Autumn has arrived with all its wonders. The air is fresh with little to no humidity, my garden has given the last of its bounty, and the leaves of the trees are starting to give a glimpse of the colors that are destined to explode around us. Now if my lawn would finally get the hint and stop growing I could be a happy camper.

Every five days since my yard went from a tundra to basically a hay field I have faithfully mowed it so I wouldn’t become the bum of the neighborhood. I kept it as short as possible in fear the dandelions would change the scene from green to yellow or getting any of the many sicknesses the bugs of the ground promised to inflict. In other words, I’ve been a good soldier.

The dog days of August used to give me a reprieve from the agony of attempting to keep up with the green carpet that surrounds my home. I used to love these days with my lawn turning a brownish tan and the only thing that grew was a phantom weed that must have evolved from deep in the Sahara Desert. I used to love those days.

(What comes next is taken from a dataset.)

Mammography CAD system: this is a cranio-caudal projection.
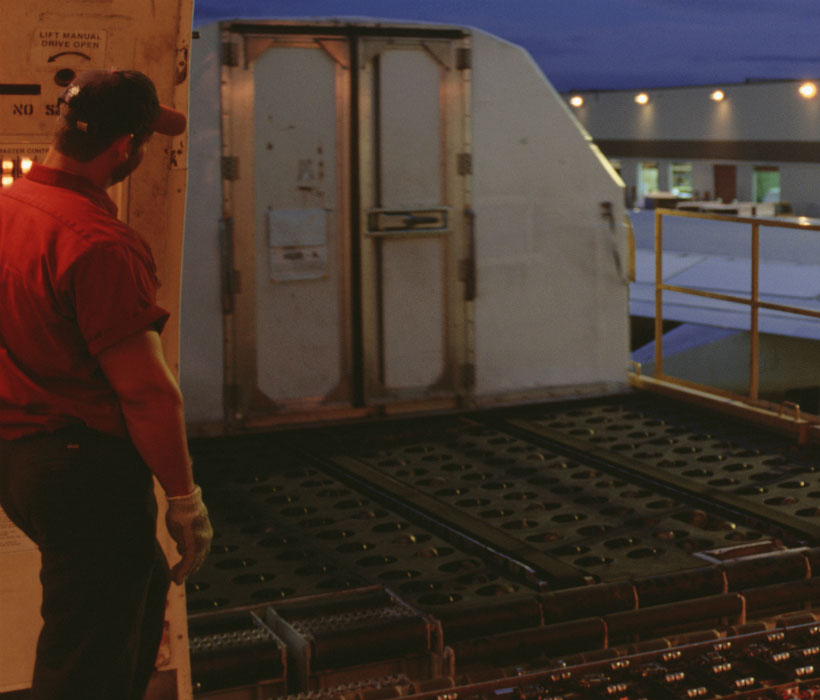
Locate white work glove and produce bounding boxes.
[165,486,214,584]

With the warming of our planet and the inevitable El Nino that meteorologists used to predict every seven years or so, the grasses of my lawn have been perpetually watered, and even though I attempt not to allow any fertilizer to touch my property, with the exception of dog dung my neighbors refuse to pick up, the height and greenness of my lawn continues to continue.

Going into October, I pulled out of my garage my small hand mower and my tractor, which used to promise an easier mow but now leaves mounds of wet and cut green slime in little mounds throughout my yard. The last time I mowed I swear I heard a little cry from my smaller mower begging me to leave it alone in the corner of my garage until the wet and warm weather of spring.

My tractor handled this problem in a different fashion. For some odd and unknown reason, it locked its wheels as I attempted to roll it out of my garage. At first I was shocked because, after all, the machine was simply a machine. Then I thought of how I would feel after a spring and summer of attempting to cut through a rainforest-like field that promised to kill any mechanical entity placed before it.

After I coaxed out all of my machines, I attempted to check the oil, or what I like to call the blood of the machines. All seemed fine the first time. Since I always double-check myself, I was surprised that my second observation showed no oil in their crankcases. I had no clue as to what to think. I checked it the third time to discover all was up to level. My mind’s eye then assumed the machine I checked was holding its breath in hopes I would not ask it to strain its way through another mow, a process that should have ended by the end of September.

At first both lawnmowers would not start. Did I expect anything else? After priming both machines to the point they wanted to puke excess fuel, they finally started. For the next four hours it was man versus machine versus the weed called “grass.” I finally made it through the day, placed my soon-to-be-dying machines back into the garage at which time they immediately went into some kind of coma hoping the snows of winter would arrive with my soon-to-be-unhappy snow blower taking over their responsibility.

In total exhaustion, I limped toward my small refrigerator in my basement hoping to find some beer. I was thrilled to see there were still a couple left. Meandering out to my deck I sat down and opened what I hoped would be total ecstasy. Have I ever discussed how frozen beers can stress one out?

Jim Fabiano is a retired teacher and writer living in York.